役に立つかもしれない書籍
私はそんなに読書できる人ではない。大量のインプットをすることが苦手で、どちらかというと好きな本を繰り返し読む人間だ。インプットもアウトプットも遅い。アウトプット速度は大いに改善の余地があるが、インプットはそんなに要らないのではとも思っている。個人が大事にしているものがあれば、それでいいと思う。
さて、研究者稼業をしようかな、と考えついたときに、ハウツー本の定番を読まねばならないと思い、買った本は何冊かある。代表的なものを以下に列挙し、漠然と覚えていることを記す (読み返したわけではないので、間違っていたら申し訳ない)。

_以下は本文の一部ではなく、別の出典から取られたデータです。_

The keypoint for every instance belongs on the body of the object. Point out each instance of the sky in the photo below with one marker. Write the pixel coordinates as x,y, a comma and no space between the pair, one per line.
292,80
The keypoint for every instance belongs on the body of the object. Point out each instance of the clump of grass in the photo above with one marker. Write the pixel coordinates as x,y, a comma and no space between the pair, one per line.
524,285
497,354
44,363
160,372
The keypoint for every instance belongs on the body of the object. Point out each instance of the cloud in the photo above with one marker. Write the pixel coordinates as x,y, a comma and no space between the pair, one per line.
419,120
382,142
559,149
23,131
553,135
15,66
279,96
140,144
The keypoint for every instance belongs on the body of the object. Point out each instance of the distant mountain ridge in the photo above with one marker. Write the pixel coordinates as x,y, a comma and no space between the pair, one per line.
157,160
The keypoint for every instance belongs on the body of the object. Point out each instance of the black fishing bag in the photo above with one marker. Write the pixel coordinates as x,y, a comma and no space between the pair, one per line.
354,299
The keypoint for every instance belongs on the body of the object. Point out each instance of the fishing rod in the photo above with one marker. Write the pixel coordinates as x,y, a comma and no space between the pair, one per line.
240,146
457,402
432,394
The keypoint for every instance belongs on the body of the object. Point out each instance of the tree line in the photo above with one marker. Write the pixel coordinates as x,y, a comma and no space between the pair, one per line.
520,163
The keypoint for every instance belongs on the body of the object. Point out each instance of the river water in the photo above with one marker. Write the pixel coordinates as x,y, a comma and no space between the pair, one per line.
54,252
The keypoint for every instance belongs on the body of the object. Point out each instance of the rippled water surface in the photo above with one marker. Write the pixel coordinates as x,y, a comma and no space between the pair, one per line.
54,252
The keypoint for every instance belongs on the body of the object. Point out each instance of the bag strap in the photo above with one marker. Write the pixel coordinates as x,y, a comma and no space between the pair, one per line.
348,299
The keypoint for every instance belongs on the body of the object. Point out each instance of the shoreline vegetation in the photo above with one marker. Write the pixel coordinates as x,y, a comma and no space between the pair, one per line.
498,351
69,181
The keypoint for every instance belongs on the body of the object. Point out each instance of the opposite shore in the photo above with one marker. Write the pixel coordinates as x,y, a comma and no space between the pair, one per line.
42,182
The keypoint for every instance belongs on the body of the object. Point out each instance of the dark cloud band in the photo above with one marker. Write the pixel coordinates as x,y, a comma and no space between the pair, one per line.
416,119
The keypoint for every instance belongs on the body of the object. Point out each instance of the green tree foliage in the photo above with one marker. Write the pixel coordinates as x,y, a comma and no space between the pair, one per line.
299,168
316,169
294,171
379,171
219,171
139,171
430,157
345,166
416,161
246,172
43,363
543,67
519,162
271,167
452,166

文章における、「白さ」を大事にせよ、という教えは今でも実践している。例えば、「おこなう」とか「たとえば」などと漢字とひらがなのバランスをとる。
「即ち、是は…と結論出来ると言える」などとは書かなくなった。
すこし古い本なので、OHPシートなどにも言及されていて、ちょっと時代を感じるけど、発表の核心はだいたい書かれているのでは、と思う本。「1スライド1要素」という考え方は大事だと思う。この本を読んで、発表のスタートラインに立てたのではと考えている。
以下が本題。
ここまでは、まあ自分にとって役に立った本だ。しかし、下の本は、トラウマを植え付けられた本である:
この本は一種の古典である。しかし、私にとって、この本のなかのファイリングシステムと、カードの使用は全く合わなかった。
ファイリングについて。モチベーションの高かった修士学生の頃などはまだ頑張っていたし、資料の量も大したことなかったから、なんとかなった。ところが資料の量が増えていくと、項目ごとに「口のあいた」ファイルにはさんで保管する、という方法が絶望的に面倒くさくなってしまった。
そうだ、私はファイリングに熱意をそそげるような、真面目な人間ではなかったのだ。そもそも整理整頓は好きでなく、心血をそそげない。結果いまでも、たくさんのファイル色紙を所有する羽目になっている。結構な値段がしたので(一枚200円くらい?)捨てられないのだ。
カードは、B6サイズ (京大カードというやつ) にアイデアを書いたり、研究内容を書いたりして、並び替えることで、流動的なノートをつくるというアイデアであったが、私にはできなかった。カードを真面目に書こうとしてしまって、いろんな要素の入った、中途半端なカードを作ってしまうのである。また困ったのは、2000円くらいかけて大量のB6カードを買ってしまったことである。これは、もったいないけど、捨ててしまった。
上述の合わなさは、
分類が多岐にわたる選択肢を有してしまうこと (例えば、論文AをBジャンルとCジャンルのどちらのファイルに入れるのか?)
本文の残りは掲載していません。